Re: [PATCH v1] driver core: Fix device_pm_lock() locking for device links

2020-09-01 Thread Rafael J. Wysocki
On Tue, Sep 1, 2020 at 12:10 AM Saravana Kannan  wrote:
>
> This commit fixes two issues:
>
> 1. The lockdep warning reported by Dong Aisheng  [1].
>
> It is a warning about a cycle (dpm_list_mtx --> kn->active#3 --> fw_lock)
> that was introduced when device-link devices were added to expose device
> link information in sysfs.
>
> The patch that "introduced" this cycle can't be reverted because it's fixes
> a real SRCU issue and also ensures that the device-link device is deleted
> as soon as the device-link is deleted.

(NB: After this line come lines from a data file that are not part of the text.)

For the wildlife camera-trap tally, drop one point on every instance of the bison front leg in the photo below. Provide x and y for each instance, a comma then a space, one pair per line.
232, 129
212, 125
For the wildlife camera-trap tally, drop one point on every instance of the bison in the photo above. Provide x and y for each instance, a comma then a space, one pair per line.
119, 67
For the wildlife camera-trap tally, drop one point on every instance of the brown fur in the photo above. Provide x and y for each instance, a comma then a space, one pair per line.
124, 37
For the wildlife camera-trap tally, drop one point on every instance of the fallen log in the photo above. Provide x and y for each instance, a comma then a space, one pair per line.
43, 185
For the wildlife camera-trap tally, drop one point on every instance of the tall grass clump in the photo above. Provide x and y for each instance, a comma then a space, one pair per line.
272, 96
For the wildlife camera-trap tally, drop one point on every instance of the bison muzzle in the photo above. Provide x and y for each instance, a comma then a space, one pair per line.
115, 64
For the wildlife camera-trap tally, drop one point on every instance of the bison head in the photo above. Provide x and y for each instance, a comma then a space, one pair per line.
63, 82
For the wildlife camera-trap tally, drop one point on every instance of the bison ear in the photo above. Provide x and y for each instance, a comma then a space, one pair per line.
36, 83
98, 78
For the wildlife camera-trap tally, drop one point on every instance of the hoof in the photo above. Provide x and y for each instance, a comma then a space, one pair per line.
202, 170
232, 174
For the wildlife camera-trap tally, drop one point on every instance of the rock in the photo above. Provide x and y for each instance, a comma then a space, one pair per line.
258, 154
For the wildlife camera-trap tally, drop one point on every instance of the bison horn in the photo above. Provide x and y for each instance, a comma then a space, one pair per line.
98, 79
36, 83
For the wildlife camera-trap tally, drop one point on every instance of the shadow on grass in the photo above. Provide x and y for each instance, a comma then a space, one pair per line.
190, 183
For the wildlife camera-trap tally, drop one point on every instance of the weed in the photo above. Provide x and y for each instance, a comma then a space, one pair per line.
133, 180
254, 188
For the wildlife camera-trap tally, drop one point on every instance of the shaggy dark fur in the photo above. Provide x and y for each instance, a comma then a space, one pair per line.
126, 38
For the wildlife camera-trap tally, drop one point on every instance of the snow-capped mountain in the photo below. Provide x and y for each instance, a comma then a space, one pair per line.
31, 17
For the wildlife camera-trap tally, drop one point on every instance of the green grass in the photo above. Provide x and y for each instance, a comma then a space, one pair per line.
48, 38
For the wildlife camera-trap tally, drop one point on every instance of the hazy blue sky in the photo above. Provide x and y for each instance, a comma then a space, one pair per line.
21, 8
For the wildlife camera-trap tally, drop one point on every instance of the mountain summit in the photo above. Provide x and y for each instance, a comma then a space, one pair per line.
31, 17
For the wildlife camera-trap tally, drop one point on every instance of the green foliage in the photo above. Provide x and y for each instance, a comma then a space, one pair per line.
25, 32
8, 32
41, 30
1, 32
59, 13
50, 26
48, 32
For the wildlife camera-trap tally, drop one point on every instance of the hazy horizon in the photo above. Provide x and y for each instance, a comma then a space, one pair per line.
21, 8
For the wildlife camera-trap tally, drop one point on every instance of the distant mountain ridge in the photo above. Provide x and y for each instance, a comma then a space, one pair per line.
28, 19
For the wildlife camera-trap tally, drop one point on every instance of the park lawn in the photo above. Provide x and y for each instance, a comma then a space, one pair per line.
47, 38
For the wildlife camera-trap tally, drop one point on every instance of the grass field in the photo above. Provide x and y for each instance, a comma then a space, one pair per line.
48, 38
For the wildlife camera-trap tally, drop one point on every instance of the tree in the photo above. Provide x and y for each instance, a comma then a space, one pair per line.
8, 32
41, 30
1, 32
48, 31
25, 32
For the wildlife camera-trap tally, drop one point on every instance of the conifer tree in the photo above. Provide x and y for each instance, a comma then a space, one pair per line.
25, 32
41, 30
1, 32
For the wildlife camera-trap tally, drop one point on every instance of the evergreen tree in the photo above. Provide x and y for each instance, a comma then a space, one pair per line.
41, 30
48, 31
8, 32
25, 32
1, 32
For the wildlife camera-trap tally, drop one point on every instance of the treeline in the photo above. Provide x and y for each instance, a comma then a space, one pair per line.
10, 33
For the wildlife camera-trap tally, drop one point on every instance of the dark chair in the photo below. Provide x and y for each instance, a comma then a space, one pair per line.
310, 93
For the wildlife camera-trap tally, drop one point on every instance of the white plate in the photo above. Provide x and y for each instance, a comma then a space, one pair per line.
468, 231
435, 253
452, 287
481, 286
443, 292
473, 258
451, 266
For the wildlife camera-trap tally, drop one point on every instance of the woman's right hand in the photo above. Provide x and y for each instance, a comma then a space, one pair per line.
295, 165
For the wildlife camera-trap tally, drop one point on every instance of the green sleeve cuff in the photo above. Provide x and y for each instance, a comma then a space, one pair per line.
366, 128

This is important to avoid sysfs
> name collisions if the device-link is create again immediately (this can
> happen a lot with deferred probing).
>
> 2. device_link_drop_managed() is not grabbing device_pm_lock().
>
> When device_link_del() calls __device_link_del() (device_link_del() ->
> device_link_put_kref() kref_put() -> __device_link_del()) it grabs the
> device_pm_lock().
>
> However, when device_link_drop_managed() calls __device_link_del()
> (device_link_drop_managed() -> kref_put() -> __device_link_del()) it
> doesn't grab device_pm_lock(). There's nothing special about managed
> device-links that remove the need for grabbing device_pm_lock(). So, this
> patch makes sure device_pm_lock() is always held when deleting managed
> links.
>
> And thanks to Stephen Boyd for helping me understand the lockdep splat.
>
> Fixes: 843e600b8a2b ("driver core: Fix sleeping in invalid context during 
> device link deletion")
> Fixes: 515db266a9da ("driver core: Remove device link creation limitation")
> [1] - 
> https://lore.kernel.org/lkml/CAA+hA=S4eAreb7vo69LAXSk2t5=deknxhaiy1wspk4xtp9u...@mail.gmail.com/
> Reported-by: Dong Aisheng 
> Signed-off-by: Saravana Kannan 
> ---
>
> Rafael,
>
> A bigger question I had is why we need to grab device_pm_lock() around
> device_link_del() in the first place. I understand the need to grab it
> during device_link_add() -- it's because we are checking the supplier is
> in the dpm_list and because we are reordering devices on the dpm_list.
>
> But during deletion, we don't need to do either one of those.  So, why
> do we even need to grab the device_pm_lock() in the first place.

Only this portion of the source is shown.